Sprouts served on Jimmy John’s sandwiches supplied by a farm called Tiny Greens sickened 140 people with Salmonella, primarily in Indiana. In January, Jimmy John’s owner Jimmy John Liautaud said his restaurants would replace alfalfa sprouts, effective immediately, with allegedly easier-to-clean clover sprouts. This was one week after a separate outbreak of Salmonella sickened eight people in the U.S. Northwest who had eaten at a Jimmy John’s that used clover sprouts.

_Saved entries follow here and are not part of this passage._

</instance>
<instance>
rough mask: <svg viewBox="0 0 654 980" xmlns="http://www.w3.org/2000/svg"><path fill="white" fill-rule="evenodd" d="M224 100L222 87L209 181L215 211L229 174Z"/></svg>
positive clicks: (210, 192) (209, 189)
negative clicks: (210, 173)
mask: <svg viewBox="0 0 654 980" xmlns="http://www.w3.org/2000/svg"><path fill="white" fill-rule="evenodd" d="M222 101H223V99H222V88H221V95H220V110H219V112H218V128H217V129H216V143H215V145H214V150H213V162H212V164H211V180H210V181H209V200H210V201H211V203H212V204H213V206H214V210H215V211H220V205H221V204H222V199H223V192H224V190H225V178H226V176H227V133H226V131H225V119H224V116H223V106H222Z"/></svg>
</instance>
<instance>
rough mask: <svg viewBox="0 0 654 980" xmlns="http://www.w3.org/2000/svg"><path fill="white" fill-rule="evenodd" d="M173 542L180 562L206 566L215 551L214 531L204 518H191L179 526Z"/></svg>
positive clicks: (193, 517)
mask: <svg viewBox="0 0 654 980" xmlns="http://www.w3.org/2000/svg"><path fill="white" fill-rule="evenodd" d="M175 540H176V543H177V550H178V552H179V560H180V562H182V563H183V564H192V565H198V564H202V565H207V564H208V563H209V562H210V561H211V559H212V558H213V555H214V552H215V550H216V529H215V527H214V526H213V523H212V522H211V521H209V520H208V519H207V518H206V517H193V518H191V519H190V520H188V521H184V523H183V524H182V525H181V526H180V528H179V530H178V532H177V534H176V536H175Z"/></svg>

If the head of a national franchise is that clueless about food safety, can we really expect more from others?
Sprout grower Bill Bagby, who owns Tiny Greens Sprout Farm, said in the context of the German outbreak that, for many like him, the nutritional benefits outweigh the risk:
“Sprouts are kind of a magical thing. That’s why I would advise people to only buy sprouts from someone who has a (food safety) program in place (that includes outside auditors). We did not have (independent auditors) for about one year, and that was the time the problems happened. The FDA determined that unsanitary conditions could have been a potential source of cross-contamination and so we have made a lot of changes since then.”
Independent auditors? Like the ones who said everything was cool, everything was OK, at Peanut Corporation of America (nine dead, 700 sick in 2008-09) and Wright County Egg (2,000 sick in 2010)?
Like the Walkerton E. coli O157:H7 outbreak in 2000, too many are using the filters of their politics to advance their own causes and saying too many dumb things in light of the sprout outbreak of 2011.
It’s really about biology and paying attention to food safety basics—no matter how much that interferes with personal politics.